Arab society today, according to the recent United Nation's Arab Human Development Report, lags not only behind Europe and America in the West, but also Asia in the East.

This is true for all indices of modernity — from degrees of literacy and child mortality to access to the Internet and development of sophisticated industry.

The result has been cities that have grown in size, but not in cultural influence or economic importance.

As key minorities have left, so have many of the educated portions of the population, leaving a large portion of the population poorly prepared for modern urban life.

"The cities have grown but have become less cosmopolitan," suggests Iranian-born geographer Ali Modarres. "The growth of the cities has been primarily made up of rural, provincial people.

“So you have had stagnation in these cities — even as they have expanded." The causes of decline of this urban world have been hotly debated.

Some scholars like Bernard Lewis see an unwillingness to change — in contrast to Europe, America or more recently East Asia — as the primary reason for the precipitous decline of the past three to four hundred years.

Others, like Edward Said, tend to blame the racism and cruelty of the West for Islamic setbacks. Ultimately, determining the causes of decline is secondary to reversing the downward slide.

The glories of the great cities of the Islamic past can provide some guideposts, suggests Ali Modarres, who teaches at California State University in Los Angeles.

Mr. Modarres and other scholars even suggest that there is much Islamic societies could still teach westerners about cities.

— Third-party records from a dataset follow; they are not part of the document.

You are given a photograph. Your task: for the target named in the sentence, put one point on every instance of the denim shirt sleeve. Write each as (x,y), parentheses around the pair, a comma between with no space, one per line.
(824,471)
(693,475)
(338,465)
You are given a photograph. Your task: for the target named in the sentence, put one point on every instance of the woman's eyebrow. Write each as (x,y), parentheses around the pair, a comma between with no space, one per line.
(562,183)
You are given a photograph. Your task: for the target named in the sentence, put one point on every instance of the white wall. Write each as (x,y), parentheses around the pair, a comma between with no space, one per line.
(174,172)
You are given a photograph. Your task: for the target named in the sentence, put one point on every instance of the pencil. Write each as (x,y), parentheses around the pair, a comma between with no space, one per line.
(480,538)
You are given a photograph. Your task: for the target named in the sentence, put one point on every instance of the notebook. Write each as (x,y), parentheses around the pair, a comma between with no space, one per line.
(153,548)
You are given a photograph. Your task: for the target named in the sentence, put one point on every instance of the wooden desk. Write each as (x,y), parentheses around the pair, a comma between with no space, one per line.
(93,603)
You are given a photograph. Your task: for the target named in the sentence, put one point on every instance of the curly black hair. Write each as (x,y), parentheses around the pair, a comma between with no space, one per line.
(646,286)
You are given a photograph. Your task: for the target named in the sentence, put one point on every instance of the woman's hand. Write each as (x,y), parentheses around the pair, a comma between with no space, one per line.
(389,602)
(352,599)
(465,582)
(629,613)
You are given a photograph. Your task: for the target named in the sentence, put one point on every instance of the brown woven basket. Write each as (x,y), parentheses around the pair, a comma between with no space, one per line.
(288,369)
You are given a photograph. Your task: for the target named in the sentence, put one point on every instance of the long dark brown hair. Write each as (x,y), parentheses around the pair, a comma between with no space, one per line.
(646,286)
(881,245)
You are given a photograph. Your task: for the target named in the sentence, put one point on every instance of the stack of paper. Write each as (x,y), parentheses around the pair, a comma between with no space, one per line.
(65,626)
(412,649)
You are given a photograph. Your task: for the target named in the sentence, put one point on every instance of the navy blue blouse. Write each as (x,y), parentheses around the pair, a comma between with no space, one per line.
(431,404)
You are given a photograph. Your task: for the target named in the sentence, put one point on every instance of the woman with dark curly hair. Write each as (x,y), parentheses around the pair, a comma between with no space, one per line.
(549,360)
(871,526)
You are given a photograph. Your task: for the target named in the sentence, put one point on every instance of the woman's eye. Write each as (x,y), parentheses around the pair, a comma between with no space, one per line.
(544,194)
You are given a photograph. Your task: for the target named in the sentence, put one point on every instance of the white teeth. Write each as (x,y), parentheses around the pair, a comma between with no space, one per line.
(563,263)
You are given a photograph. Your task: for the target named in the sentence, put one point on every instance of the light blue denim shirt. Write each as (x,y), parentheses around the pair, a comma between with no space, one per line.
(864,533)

He points to a legacy of graceful architecture, the brilliant use of shading to lower energy use in hot climates, the creation of excellent systems of water, the gardens and sanitation systems of earlier Islamic cities.

The key problems facing Islamic cities — and the West that must deal with the consequences of their failures — do not lie in anything intrinsic in Muslim history or culture.

What has been missing is the will — and self-confidence — to recover the spirit of enterprise, toleration and rule of law that once made Islamism and urbanism a synergy capable of greatness.

Joel Kotkin, a senior fellow at the Davenport Institute for Public Policy at Pepperdine University, is writing a history of cities for Modern Library.